When I was eleven, I was so horrified by the idea of spitting in public—and by “public” I mean the seven or eight cars that passed me on the tree-lined suburban street with a speed limit of 25 mph—that I used to wait until no one was around before I’d lean over a shrub and let it go. I could spit in front of other people during high school track practice because everyone else all did it too, but it was a different story when I ran by myself. When I lived in Nashville, my only rule was that I couldn’t spit directly in front of another pedestrian or anywhere near Ben Fold’s house.  But in New York, I just don’t care.  There are too many people here, I will never have a solitary moment on a run, so I spit right in front of them. Sometimes I even do it on the sidewalk because there’s no grass. And the thing is, no one seems to notice.

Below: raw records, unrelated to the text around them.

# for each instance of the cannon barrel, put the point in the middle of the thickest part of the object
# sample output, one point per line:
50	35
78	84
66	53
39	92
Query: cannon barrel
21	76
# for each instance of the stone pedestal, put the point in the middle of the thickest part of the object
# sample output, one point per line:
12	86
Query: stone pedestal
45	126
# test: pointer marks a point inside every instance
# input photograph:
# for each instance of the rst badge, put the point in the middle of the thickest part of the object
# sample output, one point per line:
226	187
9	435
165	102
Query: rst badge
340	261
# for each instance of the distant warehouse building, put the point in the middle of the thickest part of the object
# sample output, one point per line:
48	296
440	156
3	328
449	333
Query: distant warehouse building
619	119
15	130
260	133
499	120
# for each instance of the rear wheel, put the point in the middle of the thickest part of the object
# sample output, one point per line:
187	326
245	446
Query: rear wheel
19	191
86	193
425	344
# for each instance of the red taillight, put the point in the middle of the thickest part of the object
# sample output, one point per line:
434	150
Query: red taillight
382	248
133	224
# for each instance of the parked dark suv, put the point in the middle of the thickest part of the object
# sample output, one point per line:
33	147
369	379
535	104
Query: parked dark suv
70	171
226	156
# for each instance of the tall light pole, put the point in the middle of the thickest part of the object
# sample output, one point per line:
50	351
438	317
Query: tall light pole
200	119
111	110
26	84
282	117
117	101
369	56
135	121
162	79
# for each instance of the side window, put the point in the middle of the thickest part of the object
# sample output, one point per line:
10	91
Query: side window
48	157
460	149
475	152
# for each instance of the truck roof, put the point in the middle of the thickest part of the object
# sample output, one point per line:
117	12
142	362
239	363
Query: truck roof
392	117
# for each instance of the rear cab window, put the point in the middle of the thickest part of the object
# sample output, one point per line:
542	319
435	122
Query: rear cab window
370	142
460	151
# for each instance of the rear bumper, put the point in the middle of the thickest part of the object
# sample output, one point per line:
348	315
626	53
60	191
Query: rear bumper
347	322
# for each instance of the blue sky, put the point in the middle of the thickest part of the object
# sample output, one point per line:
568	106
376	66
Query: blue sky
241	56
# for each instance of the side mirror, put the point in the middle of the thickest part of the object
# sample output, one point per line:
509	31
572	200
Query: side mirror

In New York, I’ve seen people having sex on a park bench. I’ve seen a man—a MAN—walk down the street in a leather miniskirt cut into little strips so that it resembles a limp ceiling fan. Once while riding the subway, I heard two girls discussing how they each caught herpes from the same boy. I’ve seen countless old people fall over. I live near an ER so I’m pretty sure I’ve seen some ambulance passengers who didn’t make to the hospital it in time. I saw a homeless man vomit all over himself in front of a Dunkin Donuts. I watched a vendor pick an apple out of the gutter, rub it on his shirt, and put it back on his fruit stand. I listened to a couple break up in a bagel shop. Once, while running, I saw a woman “trotting” around Central Park, dressed up in an S&M horse costume, complete with hooves and a tail. So I really don’t care if I spit in public anymore.

I also walk my dog in mismatched pajamas, right in front of the largest cathedral in the world. Families from Iowa exit their tour bus and the first thing they see if me, in Cat-in-the-Hat boxers, bending over to pick up my dog’s poop with a plastic bag. I don’t really mind it. I just hope I don’t make it into any of their vacation photos.

Does anyone even read this?

I don’t know why I have this blog. I never write here. I never write anywhere, really.  Well, I wrote an article for Time Magazine, so there’s that. But I don’t write for fun anymore. I’m going to try to fix that. I’m going to try to write something every day this week. Either I’ll hate it and go back to once-a-season blogging, or I’ll get into a groove. We’ll see.

May 30, 2008

Or, alternately, "Who's Your Daddy?"

John McCain wrote a book called "Faith of My Fathers." Barack Obama wrote a book called "Dreams From My Father." If Hillary writes a book, I hope she calls it "Fuck the Patriarchy."